I know. It sounds like a frivolous question. Like trying to imagine the Salem Witch Trials as a giant LA surfing party. Or the first Thanksgiving as a celebration at the Ferry Building one Saturday morning in San Francisco, with 20 varieties of lettuces and artisanal cheeses.
But there's a serious side to my question. Because I have the deep and disturbing feeling that many of the attitudes one group of Americans have toward their fellow Americans is some kind of a nasty carry over of those dark, cold, depressing New England winters, a cultural vestigial remain of a period of hard scrabble times and close brushes with societal extinction.
How else to explain the data on American attitudes on poverty and the poor as reported by William Julius Williams in "More Than Just Race"?
What Wilson says is deeply disturbing; it's fundamentally a "blame the victim" national mindset: ". . . the popular view is that people are poor or on welfare because of their own personal shortcomings."
Wilson cites three different surveys conducted in 1969, 1980, and 1990. Analysts looking at the first two surveys found that most Americans believe that ". . . in general economic inequality is fair." That's right. Economic inequality is fair.
In all three surveys, Wilson reports, ". . . more than nine out of ten American adults felt that lack of effort was either very or somewhat important in terms of causing poverty."

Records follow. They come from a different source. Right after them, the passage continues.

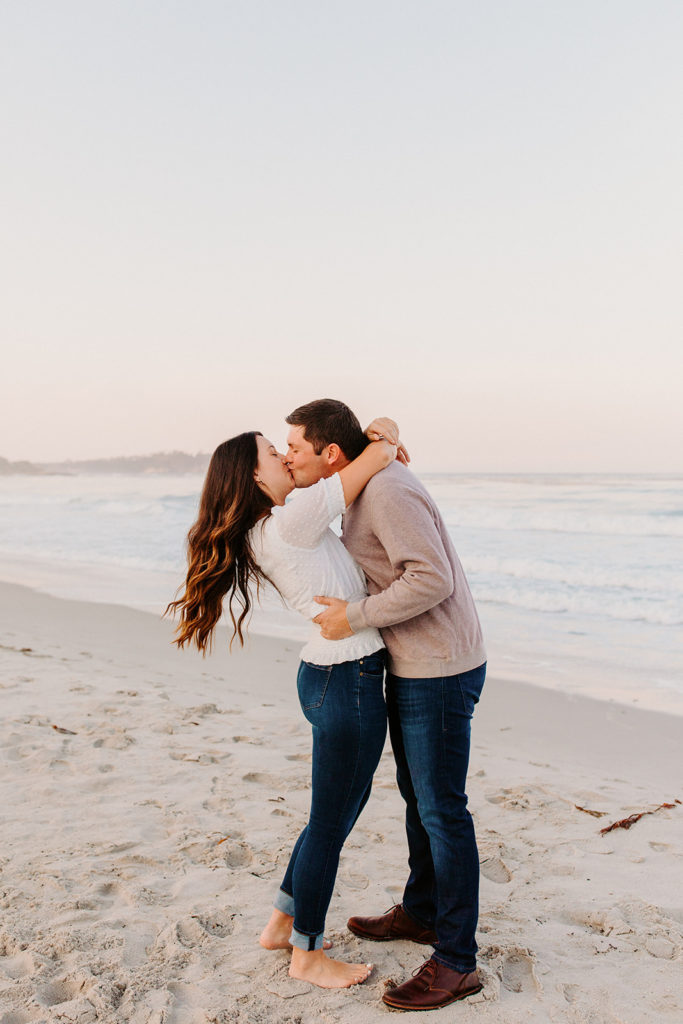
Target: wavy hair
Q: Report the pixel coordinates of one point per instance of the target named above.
(219, 557)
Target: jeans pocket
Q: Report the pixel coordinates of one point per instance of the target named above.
(373, 665)
(471, 684)
(312, 683)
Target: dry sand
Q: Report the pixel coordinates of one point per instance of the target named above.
(150, 800)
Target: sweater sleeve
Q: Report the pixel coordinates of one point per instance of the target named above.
(306, 516)
(407, 530)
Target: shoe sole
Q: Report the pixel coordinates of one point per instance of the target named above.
(391, 938)
(446, 1003)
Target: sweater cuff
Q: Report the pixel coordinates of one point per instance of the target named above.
(355, 617)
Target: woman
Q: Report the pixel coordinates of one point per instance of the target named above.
(246, 535)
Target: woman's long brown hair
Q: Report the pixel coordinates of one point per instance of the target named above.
(219, 557)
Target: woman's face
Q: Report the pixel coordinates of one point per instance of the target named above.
(271, 474)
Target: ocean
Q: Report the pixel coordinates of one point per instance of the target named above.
(579, 579)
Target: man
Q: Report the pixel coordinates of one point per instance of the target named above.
(420, 599)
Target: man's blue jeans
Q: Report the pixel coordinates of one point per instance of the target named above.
(345, 707)
(429, 725)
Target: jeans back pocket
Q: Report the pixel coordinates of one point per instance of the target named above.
(312, 683)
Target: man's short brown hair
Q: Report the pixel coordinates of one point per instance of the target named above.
(327, 421)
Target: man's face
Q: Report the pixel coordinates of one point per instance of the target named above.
(304, 465)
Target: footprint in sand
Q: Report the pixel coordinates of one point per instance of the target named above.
(118, 741)
(517, 973)
(201, 711)
(495, 869)
(262, 777)
(17, 967)
(237, 854)
(62, 990)
(217, 925)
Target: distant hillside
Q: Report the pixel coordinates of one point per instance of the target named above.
(160, 462)
(26, 468)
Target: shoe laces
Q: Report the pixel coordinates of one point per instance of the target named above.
(428, 965)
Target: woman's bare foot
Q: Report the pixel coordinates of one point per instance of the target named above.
(276, 933)
(322, 971)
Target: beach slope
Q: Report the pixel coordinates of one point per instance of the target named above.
(151, 798)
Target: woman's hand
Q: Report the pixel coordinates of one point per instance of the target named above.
(384, 427)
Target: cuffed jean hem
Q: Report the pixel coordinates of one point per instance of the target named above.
(306, 942)
(284, 902)
(460, 968)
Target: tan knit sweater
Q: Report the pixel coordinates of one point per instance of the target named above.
(419, 595)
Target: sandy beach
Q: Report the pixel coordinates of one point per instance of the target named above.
(151, 799)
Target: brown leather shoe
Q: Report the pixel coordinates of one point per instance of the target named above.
(395, 924)
(432, 987)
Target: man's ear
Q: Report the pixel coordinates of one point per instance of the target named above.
(334, 452)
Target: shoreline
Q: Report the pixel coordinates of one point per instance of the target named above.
(567, 662)
(153, 797)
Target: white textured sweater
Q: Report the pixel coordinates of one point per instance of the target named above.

In 2007 the Pew Research Center did another survey. That one revealed that "fully two-thirds of all Americans believe that personal factors, rather than racial discrimination, explain sy many African Americans have difficulty getting ahead in life. . ."
The kicker comes when Wilson compares these results to a 2007 survey of the EU. Only 20% of EU respondents agreed that poverty is a result of "laziness and lack of will power." 37% attributed poverty to "injustice in society."
No wonder Kentucky Senator Jim Bunning said, "Tough shit" when confronted with the impact his filibuster had on poor people. After all, it's their own fault!
No wonder there's even a debate about whether it's alright for America to be a nation where 40 million people don't have health insurance. If they'd go out and work their way out of poverty, they'd have the same lousy health insurance the rest of us have! It's their own fault!
Of course, if there were a terrible earthquake, or a natural disaster--something outside the control of each of us as individuals--and 40 million of our fellow citizens were suddenly homeless, needing medical attention, shelter, food, clothes, and a fair shot at a job, I'd like to think Americans would grab their cell phones and text millions of dollars of emergency aid to those in need. I'd like to think we wouldn't shrug and say, "Tough shit." Or blame those who got hit worst for being in the wrong place at the wrong time. Or deserving it.
At times like that, I like to think that if the Pilgrims had only landed in California, we might all be a little more generous of spirit, a little less morally judgmental, a little less likely to blame the victim, a little more likely to see that we're all in this together.